From Hundred Days: The Campaign That Ended World War I, by Nick Lloyd (Basic Books, 2014), Kindle Loc. 305-326:
The campaign of 1918 remains one of the most important, yet least understood, periods of the war. Writing in 2011, the historian David Stevenson claimed that ‘whereas modern comprehensive investigations now exist into the outcomes of other modern conflicts, the First World War still lacks one’. It had begun on 21 March, when the thunderous opening of the German Spring Offensive shattered the trench deadlock that had gripped the opposing armies for the best part of three years. Having been able to redeploy large numbers of troops to France after the collapse of Russia, Germany’s leaders vowed to strike before the Allies, buttressed by powerful American support, became invincible. The aim was to conduct a massive attack in France, separate the British and French Armies, and win the war before Germany’s perilous strategic situation worsened even further. But this great masterstroke failed. Although manoeuvre returned to the Western Front and the German armies advanced deep into northern France, the Allies evaded this knock-out blow and held on. And it was in July, when Germany’s strength began to fade, that the Allies hit back, thus beginning the final campaign of the Great War: the Hundred Days.

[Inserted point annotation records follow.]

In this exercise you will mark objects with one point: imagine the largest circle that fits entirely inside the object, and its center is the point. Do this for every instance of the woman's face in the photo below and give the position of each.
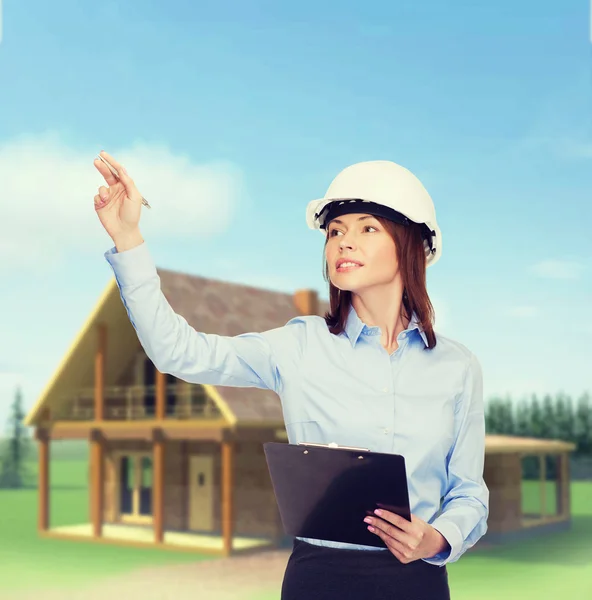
(360, 253)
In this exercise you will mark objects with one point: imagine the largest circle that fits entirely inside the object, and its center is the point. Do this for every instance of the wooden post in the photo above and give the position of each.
(563, 483)
(227, 495)
(543, 476)
(160, 395)
(43, 491)
(97, 451)
(100, 356)
(158, 487)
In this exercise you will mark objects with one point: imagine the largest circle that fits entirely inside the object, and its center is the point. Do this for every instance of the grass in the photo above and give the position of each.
(28, 561)
(548, 567)
(558, 565)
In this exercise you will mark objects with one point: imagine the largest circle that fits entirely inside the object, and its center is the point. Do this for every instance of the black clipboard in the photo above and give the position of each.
(324, 492)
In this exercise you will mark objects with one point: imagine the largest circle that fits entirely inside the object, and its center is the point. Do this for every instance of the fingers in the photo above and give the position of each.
(111, 161)
(403, 552)
(381, 528)
(103, 169)
(396, 519)
(124, 178)
(99, 202)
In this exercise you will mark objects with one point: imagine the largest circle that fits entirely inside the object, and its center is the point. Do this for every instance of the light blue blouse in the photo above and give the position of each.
(424, 404)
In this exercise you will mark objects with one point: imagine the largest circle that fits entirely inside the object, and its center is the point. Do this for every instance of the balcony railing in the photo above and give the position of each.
(134, 403)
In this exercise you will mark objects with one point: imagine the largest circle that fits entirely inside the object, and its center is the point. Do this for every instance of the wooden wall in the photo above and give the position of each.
(503, 476)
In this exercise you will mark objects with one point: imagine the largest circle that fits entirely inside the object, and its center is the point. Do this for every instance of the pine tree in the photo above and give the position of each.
(523, 420)
(536, 418)
(12, 468)
(583, 426)
(548, 421)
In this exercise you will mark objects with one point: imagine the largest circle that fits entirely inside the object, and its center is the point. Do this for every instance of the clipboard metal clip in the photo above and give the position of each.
(333, 445)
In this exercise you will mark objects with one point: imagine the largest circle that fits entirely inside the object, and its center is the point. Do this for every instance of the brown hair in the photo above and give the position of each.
(412, 264)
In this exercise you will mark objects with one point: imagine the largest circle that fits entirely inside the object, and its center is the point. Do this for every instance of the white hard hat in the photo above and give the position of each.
(381, 188)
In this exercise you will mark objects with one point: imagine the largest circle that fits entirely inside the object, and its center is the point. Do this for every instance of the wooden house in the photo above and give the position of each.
(180, 465)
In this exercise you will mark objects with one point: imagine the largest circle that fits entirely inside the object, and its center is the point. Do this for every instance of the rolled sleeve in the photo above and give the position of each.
(131, 267)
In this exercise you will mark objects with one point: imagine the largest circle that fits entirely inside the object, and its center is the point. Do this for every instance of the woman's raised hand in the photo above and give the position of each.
(119, 203)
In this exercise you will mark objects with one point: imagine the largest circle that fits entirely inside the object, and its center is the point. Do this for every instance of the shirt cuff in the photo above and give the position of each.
(133, 266)
(453, 536)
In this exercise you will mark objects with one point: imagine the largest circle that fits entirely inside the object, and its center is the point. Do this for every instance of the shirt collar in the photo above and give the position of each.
(354, 327)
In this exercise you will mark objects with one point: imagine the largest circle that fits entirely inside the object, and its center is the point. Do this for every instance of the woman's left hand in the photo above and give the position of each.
(407, 541)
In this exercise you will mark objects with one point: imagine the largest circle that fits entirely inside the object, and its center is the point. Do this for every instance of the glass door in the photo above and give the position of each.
(135, 488)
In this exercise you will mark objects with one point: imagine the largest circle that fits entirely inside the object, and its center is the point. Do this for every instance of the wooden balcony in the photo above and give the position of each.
(137, 403)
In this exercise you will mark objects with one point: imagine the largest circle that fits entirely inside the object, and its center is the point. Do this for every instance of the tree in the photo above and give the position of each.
(523, 419)
(536, 418)
(12, 466)
(583, 425)
(548, 420)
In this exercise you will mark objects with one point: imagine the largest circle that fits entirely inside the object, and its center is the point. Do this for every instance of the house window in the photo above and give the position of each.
(135, 487)
(542, 488)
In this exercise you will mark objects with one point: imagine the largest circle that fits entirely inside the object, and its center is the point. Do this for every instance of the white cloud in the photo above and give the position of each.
(558, 269)
(523, 311)
(47, 191)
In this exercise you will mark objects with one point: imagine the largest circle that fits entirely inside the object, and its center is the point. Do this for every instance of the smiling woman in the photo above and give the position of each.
(371, 373)
(363, 251)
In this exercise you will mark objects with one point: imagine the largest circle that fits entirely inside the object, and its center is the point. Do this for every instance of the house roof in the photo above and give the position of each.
(509, 444)
(208, 305)
(211, 306)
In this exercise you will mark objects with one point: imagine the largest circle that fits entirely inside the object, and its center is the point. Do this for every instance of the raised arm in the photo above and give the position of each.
(175, 347)
(169, 341)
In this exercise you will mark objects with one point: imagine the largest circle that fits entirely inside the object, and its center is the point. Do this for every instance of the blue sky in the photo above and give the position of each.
(232, 117)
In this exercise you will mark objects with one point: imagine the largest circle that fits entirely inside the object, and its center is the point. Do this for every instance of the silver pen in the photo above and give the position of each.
(116, 175)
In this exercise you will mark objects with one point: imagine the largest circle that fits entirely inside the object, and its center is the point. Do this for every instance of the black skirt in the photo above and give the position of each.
(321, 573)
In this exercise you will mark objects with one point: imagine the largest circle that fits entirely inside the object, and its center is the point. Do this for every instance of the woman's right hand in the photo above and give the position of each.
(118, 204)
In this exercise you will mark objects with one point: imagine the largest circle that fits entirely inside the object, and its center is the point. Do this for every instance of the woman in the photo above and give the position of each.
(371, 374)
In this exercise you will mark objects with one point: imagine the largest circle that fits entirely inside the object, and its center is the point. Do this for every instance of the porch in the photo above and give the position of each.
(143, 536)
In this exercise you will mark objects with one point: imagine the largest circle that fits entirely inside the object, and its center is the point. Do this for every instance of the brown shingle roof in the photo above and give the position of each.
(226, 308)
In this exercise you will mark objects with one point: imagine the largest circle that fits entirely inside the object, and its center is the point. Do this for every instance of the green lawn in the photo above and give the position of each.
(29, 561)
(553, 566)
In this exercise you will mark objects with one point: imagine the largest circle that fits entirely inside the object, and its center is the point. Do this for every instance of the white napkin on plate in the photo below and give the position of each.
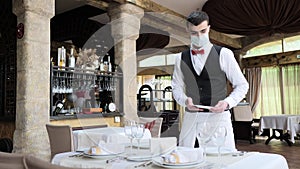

When I began researching this period, the lack of a really satisfactory account of these final battles, particularly one that analysed the situation from the point of view of all the main warring sides, became immediately apparent. Although there have been many good books on 1918 – a personal favourite being Gregor Dallas’s epic 1918: War and Peace (2000) – their coverage remains patchy, selective and frequently drawn from a few well-worn sources. Anglophone historians have understandably focused on the battles fought by the British Expeditionary Force and have relatively little to say about the important roles played by the French or the Americans. Other writers have claimed that the war was effectively over by the summer of 1918 – meaning that the Hundred Days was not especially important – but this remains a narrow and selective approach dependent upon hindsight. The Germans may have lost the war by July, but the Allies had certainly not won it and there was much still to do, as the staggering toll of losses reveals all too clearly. Between 18 July and 11 November the Allies sustained upwards of 700,000 casualties while the Germans lost at least another 760,000 men. Indeed, casualty rates among British units were some of the worst of the war, leading many commentators to assume that nothing had been learnt from previous offensives; that it was the same old story of fruitless slaughter and sacrifice in 1918 as it had been in earlier years. This may not have been the case, but the death toll of those final days – increased tragically by the so-called ‘Spanish flu’ – remains remarkable and deserves greater examination than it has hitherto received.